Dans les deux pays, la tradition est de voter en cochant sur une feuille de papier les noms que l’on souhaite voire élus. Cependant, il est de plus en plus courant d’utiliser des machines de vote et ce 10 juin une grande partie des votants accomplira son devoir électoral sur un ordinateur.

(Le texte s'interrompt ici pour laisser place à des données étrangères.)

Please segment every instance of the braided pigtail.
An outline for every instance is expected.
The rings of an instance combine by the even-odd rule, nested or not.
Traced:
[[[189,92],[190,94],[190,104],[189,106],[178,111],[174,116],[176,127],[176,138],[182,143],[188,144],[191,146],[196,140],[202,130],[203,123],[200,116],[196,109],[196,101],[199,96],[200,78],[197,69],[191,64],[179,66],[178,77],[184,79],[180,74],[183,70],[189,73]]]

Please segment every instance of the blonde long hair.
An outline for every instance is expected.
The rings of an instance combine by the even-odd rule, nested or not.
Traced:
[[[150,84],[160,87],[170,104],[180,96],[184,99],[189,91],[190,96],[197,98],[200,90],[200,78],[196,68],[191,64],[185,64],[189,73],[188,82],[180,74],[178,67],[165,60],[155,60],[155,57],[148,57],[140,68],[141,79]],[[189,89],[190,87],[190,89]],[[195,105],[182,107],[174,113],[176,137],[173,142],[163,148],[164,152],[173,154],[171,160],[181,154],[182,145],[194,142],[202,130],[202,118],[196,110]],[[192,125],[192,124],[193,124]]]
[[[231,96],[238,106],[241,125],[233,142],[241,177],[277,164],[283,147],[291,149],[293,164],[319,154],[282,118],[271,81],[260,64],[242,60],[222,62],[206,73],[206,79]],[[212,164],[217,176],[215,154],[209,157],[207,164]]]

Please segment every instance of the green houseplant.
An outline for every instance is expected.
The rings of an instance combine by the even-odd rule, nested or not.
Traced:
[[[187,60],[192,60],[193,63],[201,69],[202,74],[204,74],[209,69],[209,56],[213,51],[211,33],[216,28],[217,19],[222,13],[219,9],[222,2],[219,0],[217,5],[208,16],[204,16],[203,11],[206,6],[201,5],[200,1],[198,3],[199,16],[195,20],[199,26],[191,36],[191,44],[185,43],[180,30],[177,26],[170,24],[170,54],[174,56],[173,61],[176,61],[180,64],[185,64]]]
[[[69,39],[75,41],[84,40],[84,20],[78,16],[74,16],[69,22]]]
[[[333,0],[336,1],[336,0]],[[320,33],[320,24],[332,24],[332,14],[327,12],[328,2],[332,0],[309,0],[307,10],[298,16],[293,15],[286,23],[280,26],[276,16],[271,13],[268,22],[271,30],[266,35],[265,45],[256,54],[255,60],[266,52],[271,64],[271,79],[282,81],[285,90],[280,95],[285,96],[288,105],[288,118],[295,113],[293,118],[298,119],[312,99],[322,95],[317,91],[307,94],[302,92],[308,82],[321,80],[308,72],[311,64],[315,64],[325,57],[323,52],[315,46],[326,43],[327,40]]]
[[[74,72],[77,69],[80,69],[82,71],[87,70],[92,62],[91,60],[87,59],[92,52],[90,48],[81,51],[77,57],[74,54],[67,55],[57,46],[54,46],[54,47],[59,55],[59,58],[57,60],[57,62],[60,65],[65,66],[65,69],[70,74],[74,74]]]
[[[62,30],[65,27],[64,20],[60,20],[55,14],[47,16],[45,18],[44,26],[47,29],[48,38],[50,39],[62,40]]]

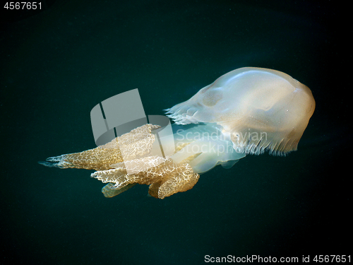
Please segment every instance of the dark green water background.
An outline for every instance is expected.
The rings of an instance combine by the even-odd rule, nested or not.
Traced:
[[[345,7],[331,2],[1,6],[0,263],[201,264],[205,255],[352,254],[352,86],[344,81],[352,32]],[[145,185],[106,199],[90,172],[37,163],[94,148],[90,112],[111,96],[138,88],[146,114],[163,114],[243,66],[279,70],[311,89],[316,110],[298,151],[217,167],[164,200],[148,196]]]

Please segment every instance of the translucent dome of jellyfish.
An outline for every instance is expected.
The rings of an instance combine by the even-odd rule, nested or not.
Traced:
[[[107,183],[102,189],[106,197],[140,184],[164,199],[191,189],[200,174],[218,165],[229,168],[248,154],[296,151],[314,110],[310,89],[287,74],[241,68],[167,110],[174,122],[172,152],[155,151],[161,128],[147,124],[94,149],[40,163],[96,170],[91,177]]]

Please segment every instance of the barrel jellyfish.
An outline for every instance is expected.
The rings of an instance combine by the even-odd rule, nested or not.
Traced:
[[[91,177],[107,184],[102,189],[106,197],[140,184],[164,199],[191,189],[200,174],[217,165],[229,168],[248,154],[297,151],[314,109],[310,89],[287,74],[241,68],[166,110],[174,122],[170,155],[154,152],[160,126],[147,124],[95,148],[40,163],[96,170]]]

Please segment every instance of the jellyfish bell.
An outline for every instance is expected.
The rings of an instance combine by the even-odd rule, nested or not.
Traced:
[[[94,149],[40,163],[96,170],[91,177],[107,183],[102,190],[107,197],[137,183],[150,185],[150,195],[164,199],[191,189],[200,174],[218,165],[229,168],[248,153],[267,150],[282,155],[297,150],[314,109],[311,90],[289,76],[241,68],[167,110],[175,122],[174,141],[160,135],[160,124],[148,124]],[[173,146],[165,148],[163,143]],[[155,152],[160,147],[172,152],[160,155]]]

L’évolution est logique : on n’arrête pas le progrès ! Les choses changent et évoluent en permanence, apportant de nouveaux avantages mais aussi de nouveaux inconvénients. Une nouveauté s’impose lorsque les avantages qu’elle offre sont supérieurs aux désavantages créés par ce changement. La facilité de pouvoir être à 100km de distance en 1h plutôt qu’en 2 jours de trajet est responsable d’une grande partie de l’excès de CO2 dans notre atmosphère, être joignable téléphoniquement partout a rendu l’existence d’une séance de cinéma ininterrompue par une sonnerie rare comme une place assise dans le métro de Paris, la possibilité de consulter des images sexys informations sur des millions d’ordinateurs à la fois à des milliers de kilomètres de distance à permis l’émergence des skyblogs et du web 2.0. Chaque nouveauté extraordinaire possède son contrepoids, le prix à payer…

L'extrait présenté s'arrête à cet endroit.